For the kabobs, amounts will depend on how many you are serving. Use used purple onion, fresh pineapple, and 3 ounces of chicken breast strips for each kabob and made enough to give each person two kabobs. If you have chicken tenderloins, you won’t even have to cut up the chicken! After threading what you want on the metal skewers, brush them with your favorite teriyaki marinade. I used Moore’s Teriyaki Marinade. Brush grill grids with oil and grill them on a medium-high heat grill (about 400 degrees). If you have decorative baubles on the end of your skewers, be sure to cover them with aluminum foil or make sure they stick out of the way of the heat. Even covering with foil won’t protect them from the heat if place directly over it. I just let the stick out and gently close the grill lid to rest on them. Grill about 6 minutes; brush with marinade. Turn and grill about 6 more minutes or until chicken is done.

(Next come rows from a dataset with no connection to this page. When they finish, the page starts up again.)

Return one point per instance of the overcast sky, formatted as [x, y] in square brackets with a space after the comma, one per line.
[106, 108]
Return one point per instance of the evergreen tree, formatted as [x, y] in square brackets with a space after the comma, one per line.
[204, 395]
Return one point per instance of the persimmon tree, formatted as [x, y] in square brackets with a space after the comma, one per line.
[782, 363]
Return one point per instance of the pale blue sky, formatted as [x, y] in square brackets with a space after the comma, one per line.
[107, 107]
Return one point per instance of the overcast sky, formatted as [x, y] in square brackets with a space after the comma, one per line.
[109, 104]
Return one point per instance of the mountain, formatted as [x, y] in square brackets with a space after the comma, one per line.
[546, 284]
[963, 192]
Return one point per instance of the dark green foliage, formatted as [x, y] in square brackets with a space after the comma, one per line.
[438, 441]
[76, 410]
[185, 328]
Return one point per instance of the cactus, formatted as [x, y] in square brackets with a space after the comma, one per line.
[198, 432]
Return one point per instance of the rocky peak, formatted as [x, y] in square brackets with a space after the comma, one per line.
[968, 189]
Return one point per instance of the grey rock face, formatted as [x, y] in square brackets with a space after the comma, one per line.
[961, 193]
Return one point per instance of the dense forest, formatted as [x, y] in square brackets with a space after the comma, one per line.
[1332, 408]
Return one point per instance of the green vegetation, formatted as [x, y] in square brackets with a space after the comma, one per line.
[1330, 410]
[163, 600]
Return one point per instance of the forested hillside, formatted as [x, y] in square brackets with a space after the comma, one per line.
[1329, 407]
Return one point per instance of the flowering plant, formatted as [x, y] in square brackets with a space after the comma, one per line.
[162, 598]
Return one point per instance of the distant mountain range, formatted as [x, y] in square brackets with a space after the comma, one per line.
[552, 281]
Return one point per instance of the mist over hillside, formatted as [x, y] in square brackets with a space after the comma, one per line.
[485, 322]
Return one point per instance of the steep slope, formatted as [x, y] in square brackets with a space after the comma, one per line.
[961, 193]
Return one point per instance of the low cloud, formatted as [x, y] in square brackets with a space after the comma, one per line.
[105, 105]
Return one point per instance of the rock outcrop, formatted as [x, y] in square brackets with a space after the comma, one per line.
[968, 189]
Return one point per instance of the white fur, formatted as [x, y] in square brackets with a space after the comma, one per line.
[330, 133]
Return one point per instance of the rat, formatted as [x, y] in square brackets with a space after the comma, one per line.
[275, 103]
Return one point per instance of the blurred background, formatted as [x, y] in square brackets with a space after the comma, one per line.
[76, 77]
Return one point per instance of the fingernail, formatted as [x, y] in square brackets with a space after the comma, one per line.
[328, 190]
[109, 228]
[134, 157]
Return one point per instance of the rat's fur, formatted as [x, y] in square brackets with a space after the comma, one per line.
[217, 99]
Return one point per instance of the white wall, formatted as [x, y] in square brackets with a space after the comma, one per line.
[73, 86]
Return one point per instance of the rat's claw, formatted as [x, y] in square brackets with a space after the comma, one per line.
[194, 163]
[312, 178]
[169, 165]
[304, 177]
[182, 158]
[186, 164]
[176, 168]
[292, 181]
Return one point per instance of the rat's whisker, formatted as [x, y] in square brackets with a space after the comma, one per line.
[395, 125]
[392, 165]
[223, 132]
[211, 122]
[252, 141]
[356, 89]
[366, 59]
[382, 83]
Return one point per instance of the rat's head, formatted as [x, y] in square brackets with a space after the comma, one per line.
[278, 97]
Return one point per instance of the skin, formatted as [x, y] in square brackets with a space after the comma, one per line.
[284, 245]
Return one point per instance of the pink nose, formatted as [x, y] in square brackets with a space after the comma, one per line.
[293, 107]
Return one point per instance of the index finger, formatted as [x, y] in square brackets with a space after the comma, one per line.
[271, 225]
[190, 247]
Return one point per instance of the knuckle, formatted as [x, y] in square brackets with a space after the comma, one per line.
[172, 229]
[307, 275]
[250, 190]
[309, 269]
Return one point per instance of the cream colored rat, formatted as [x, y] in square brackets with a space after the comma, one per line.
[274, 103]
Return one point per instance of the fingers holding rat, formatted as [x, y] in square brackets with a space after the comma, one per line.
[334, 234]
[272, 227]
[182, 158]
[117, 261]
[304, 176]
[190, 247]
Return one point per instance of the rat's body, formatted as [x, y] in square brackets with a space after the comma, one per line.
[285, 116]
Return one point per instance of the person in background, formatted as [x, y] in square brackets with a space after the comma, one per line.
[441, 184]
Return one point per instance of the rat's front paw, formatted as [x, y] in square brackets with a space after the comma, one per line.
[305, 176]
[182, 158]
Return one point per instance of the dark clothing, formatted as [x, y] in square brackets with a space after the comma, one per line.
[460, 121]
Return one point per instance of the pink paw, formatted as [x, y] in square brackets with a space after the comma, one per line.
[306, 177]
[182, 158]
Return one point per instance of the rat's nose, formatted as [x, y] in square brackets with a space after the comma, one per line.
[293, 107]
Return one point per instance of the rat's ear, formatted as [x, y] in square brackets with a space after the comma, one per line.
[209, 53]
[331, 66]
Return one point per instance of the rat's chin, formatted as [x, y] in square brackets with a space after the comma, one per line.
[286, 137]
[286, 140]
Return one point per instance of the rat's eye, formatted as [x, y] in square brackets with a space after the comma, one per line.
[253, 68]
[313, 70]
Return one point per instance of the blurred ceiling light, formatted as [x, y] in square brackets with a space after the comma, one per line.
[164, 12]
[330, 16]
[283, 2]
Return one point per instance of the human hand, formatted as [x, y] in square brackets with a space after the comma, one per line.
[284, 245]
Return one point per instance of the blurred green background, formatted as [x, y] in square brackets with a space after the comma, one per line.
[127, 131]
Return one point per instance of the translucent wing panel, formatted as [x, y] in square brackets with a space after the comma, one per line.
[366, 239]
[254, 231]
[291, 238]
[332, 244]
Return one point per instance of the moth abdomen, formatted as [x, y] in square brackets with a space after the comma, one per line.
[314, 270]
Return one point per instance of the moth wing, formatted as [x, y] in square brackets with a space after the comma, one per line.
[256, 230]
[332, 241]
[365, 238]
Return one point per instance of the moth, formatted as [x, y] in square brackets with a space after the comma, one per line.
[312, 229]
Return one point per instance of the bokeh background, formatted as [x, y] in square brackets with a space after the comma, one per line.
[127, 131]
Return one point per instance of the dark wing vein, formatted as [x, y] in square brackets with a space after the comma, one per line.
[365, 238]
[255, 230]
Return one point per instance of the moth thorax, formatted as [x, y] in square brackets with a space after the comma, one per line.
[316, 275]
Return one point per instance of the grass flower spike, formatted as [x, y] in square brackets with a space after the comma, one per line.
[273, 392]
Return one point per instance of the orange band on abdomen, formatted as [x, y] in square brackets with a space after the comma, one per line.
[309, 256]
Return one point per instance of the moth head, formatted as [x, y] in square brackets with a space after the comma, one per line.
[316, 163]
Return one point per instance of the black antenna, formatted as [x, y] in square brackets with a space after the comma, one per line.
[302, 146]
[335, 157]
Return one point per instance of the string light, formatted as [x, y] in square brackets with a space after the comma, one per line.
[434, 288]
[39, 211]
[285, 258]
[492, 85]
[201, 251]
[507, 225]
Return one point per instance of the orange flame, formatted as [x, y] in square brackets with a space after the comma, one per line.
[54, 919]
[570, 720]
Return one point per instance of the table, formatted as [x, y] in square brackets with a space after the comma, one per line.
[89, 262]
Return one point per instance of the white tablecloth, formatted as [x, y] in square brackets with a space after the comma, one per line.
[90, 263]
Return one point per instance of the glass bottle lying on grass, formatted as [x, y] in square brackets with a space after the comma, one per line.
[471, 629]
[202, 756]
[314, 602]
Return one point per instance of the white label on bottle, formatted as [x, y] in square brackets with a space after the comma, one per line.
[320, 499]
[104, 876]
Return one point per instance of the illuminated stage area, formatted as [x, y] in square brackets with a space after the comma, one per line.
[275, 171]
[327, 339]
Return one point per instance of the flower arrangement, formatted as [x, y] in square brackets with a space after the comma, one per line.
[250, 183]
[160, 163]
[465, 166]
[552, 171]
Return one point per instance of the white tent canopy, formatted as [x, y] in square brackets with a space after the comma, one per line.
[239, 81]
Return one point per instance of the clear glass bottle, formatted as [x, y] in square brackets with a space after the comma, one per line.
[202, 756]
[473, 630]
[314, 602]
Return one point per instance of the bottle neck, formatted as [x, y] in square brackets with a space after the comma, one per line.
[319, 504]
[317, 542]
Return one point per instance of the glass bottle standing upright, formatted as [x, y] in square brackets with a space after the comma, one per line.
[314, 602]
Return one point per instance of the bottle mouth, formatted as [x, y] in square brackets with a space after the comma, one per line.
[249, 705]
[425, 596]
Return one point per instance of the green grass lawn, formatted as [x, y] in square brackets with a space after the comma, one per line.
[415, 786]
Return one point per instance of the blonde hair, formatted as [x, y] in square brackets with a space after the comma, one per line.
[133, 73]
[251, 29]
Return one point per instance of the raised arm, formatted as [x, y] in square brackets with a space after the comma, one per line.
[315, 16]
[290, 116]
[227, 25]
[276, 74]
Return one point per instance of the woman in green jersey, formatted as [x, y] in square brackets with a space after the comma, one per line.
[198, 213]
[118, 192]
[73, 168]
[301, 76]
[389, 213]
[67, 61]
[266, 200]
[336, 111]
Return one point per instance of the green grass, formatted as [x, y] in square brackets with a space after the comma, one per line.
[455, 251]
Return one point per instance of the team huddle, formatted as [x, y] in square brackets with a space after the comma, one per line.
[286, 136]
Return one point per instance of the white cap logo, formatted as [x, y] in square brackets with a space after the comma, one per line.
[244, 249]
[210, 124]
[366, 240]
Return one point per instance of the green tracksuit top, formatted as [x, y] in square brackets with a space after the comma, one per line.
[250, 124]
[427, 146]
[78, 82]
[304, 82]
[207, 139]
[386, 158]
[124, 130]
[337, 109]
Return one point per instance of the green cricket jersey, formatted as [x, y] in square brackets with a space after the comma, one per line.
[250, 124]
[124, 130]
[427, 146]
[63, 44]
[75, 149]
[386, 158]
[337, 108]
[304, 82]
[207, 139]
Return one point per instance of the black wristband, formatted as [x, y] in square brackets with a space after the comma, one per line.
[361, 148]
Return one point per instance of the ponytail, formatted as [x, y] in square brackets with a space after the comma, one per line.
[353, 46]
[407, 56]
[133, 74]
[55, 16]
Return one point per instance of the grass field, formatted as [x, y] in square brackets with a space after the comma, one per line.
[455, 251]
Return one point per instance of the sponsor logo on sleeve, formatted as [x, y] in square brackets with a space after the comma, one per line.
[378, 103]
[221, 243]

For grilled boneless, chicken thighs, I remove the skin (watching the calories ya know), place them in a large zip-top bag and pour in about 1/2 cup Moore’s Teriyaki Marinade. They can marinate as little as one hour or as much as 24 hours. Remove the thighs from the bag and let them drain to remove excess marinade that may cause flare ups on the grill. Brush grill grids with oil and grill thighs over medium-high heat about 7 minutes. Turn, and grill about 7 minutes or until chicken is done. Dark meat takes a little larger than white meat.
I grill my chicken with the lid closed because I like the way it becomes an oven, but I know some people like to watch the magic happen. If that’s you, allow for a few more minutes of grilling time.
Enjoy and have a flavorful Labor Day weekend!